After attending King Edward VI Five Ways Grammar School, Lycett studied drama and English at the University of Manchester, graduating BA. He worked front of house at The Alexandra, Birmingham and Palace Theatre, Manchester.

==Career==

Lycett performing for the Equality Network's LGBT Rights: Stand-up for Russia event in Edinburgh, August 2013

===Stage===
Lycett began performing stand-up in 2009 and won the Chortle Student Comedian of the Year the same year.

Early in his career as a 22-year-old comedian, Lycett appeared on stage alongside Jim Davidson, who is known for his offensive jokes, which have been described as both racist and homophobic, and Lycett complained about Davidson's use of the racial slur "chink" in one of his jokes (which Davidson later removed). The two became friends while touring together (with Davidson's only complaint to Lycett being that he swore too much). "[Jim Davidson's] views on race are incredibly misguided but he is very educated about it. He has read the Quran, and at one point told me in detail about the origins of Rastafarianism", Lycett told the Birmingham Mail in 2011.

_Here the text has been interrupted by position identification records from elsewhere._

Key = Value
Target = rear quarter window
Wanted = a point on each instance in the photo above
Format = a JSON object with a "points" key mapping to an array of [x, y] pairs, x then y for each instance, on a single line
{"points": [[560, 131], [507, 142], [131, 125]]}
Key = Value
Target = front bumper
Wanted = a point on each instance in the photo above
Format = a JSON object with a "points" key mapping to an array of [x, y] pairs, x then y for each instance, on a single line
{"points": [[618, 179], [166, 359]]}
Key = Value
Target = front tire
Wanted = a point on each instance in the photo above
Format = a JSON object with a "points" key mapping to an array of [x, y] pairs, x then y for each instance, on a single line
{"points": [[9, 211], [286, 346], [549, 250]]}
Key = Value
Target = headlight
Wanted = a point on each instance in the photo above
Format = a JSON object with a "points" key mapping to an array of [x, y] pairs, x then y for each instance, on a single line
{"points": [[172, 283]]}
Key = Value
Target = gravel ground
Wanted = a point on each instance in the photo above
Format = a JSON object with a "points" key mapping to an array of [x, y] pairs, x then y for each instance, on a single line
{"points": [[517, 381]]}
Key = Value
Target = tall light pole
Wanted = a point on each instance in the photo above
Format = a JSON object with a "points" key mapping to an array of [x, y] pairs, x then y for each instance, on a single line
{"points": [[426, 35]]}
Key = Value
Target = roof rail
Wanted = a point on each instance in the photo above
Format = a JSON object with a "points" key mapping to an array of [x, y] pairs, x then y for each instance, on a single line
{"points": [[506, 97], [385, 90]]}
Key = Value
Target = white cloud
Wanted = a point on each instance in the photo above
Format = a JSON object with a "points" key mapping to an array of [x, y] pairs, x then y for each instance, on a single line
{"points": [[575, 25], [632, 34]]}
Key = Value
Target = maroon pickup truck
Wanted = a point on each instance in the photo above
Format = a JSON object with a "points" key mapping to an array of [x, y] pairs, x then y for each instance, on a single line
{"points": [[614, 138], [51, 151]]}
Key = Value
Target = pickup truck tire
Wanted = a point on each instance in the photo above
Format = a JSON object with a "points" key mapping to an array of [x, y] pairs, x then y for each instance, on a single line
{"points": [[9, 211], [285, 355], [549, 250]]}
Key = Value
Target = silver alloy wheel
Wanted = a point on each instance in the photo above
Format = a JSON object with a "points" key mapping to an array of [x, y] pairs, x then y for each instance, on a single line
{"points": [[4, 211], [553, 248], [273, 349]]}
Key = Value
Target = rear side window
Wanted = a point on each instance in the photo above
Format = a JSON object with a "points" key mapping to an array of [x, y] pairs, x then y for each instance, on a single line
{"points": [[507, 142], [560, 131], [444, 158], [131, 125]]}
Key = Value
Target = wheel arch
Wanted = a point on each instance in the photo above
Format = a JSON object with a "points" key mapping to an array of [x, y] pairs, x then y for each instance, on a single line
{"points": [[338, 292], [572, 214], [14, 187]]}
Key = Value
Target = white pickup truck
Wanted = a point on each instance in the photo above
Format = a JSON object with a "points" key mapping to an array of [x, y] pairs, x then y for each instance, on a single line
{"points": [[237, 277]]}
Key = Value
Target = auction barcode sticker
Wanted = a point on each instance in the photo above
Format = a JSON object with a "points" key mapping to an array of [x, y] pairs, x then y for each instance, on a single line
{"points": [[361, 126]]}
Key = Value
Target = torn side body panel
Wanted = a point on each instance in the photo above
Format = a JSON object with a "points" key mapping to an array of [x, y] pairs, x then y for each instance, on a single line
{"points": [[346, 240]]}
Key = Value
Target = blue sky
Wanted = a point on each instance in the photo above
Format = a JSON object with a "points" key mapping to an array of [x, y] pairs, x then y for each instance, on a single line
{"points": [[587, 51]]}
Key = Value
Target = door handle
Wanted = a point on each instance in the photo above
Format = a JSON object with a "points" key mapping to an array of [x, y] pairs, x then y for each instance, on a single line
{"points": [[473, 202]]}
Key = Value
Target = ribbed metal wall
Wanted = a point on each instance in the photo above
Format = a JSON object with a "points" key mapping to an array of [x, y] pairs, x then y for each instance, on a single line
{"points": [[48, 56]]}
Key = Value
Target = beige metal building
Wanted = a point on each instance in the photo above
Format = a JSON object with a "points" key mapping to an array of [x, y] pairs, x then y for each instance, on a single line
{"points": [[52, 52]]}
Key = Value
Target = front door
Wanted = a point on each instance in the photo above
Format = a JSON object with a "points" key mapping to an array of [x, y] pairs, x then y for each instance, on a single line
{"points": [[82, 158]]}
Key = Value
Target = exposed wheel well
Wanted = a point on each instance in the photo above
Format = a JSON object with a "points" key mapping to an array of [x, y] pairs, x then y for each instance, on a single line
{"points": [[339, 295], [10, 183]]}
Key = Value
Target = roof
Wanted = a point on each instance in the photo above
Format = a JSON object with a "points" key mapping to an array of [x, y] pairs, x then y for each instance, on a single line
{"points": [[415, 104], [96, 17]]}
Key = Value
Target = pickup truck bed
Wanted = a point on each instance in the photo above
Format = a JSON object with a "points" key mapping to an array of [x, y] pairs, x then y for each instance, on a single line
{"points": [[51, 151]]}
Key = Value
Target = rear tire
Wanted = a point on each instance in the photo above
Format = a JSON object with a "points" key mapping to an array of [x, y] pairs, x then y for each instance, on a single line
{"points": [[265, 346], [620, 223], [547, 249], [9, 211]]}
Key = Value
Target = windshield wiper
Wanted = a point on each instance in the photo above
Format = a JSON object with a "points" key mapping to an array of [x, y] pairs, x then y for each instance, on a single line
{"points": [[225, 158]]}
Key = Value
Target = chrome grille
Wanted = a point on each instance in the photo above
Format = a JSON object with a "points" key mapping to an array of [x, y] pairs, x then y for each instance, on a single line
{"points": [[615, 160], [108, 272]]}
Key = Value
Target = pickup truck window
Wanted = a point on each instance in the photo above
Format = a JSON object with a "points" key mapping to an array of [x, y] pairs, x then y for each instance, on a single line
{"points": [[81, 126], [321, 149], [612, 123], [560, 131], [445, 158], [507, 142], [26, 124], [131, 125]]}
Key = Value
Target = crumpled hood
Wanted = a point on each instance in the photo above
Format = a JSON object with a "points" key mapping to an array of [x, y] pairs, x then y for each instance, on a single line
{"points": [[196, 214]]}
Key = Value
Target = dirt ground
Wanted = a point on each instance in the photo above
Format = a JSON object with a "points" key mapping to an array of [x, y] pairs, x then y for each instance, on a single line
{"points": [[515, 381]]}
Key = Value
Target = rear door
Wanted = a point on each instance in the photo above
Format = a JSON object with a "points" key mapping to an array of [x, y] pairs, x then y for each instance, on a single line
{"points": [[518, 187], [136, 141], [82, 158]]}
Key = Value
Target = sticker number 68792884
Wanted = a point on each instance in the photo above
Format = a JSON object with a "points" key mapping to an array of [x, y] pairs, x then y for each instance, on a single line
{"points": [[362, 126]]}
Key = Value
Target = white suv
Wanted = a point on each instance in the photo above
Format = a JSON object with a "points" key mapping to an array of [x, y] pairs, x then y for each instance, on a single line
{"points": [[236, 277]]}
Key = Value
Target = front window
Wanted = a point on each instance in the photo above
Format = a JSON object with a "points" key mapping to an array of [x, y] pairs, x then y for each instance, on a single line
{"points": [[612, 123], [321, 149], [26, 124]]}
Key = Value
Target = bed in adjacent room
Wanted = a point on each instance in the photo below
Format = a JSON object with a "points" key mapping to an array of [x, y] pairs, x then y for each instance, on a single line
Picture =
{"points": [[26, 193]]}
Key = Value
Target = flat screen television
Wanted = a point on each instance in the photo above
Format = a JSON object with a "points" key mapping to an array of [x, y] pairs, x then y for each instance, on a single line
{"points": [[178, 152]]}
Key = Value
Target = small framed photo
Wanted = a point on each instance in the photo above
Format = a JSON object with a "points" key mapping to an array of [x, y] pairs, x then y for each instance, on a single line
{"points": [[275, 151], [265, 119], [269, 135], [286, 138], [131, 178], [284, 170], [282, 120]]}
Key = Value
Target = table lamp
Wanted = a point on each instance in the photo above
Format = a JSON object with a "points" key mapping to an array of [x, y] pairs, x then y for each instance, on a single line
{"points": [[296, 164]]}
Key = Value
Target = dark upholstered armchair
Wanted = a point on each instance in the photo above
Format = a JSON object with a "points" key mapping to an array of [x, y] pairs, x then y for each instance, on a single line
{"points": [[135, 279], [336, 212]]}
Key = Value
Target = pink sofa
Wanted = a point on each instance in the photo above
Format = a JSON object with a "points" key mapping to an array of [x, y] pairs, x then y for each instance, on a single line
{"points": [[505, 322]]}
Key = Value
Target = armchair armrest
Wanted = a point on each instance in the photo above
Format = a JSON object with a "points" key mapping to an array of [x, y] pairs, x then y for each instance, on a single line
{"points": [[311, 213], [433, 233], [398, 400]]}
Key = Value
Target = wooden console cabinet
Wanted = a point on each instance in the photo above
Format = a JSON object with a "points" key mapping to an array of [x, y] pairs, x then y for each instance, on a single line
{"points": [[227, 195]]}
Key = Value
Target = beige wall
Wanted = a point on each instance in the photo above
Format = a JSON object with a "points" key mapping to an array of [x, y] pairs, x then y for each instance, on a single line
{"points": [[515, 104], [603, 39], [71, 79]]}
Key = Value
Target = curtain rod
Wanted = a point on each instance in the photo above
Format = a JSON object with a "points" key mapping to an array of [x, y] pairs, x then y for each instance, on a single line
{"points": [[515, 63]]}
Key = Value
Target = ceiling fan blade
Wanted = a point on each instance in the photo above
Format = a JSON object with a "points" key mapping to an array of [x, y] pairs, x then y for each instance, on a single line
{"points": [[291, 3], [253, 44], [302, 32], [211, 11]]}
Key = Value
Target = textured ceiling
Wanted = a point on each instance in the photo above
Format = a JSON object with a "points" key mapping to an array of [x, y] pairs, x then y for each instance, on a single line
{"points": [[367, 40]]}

In 2015, while performing in York, Lycett was issued with a parking ticket for parking illegally in a taxi rank. The ensuing paper trail of correspondence, between him and City of York Council, was recounted as an anecdote on 8 Out of 10 Cats Does Countdown and later becoming the basis for one of his best-known stand-up routines.

In June 2022, a member of the audience at the Belfast show of his More More More, How Do You Lycett? How Do You Lycett? tour called the PSNI to complain about a joke that referenced a donkey. Lycett bemoaned being investigated by the police over a joke, but was happy to recount his enjoyment from repeating the joke, which he regarded as one of his best, in his messages to the police. The investigation was subsequently closed.

On 6 December 2025, Lycett appeared as the celebrity guest star in Inside No. 9 Stage/Fright at The Alexandra, Birmingham.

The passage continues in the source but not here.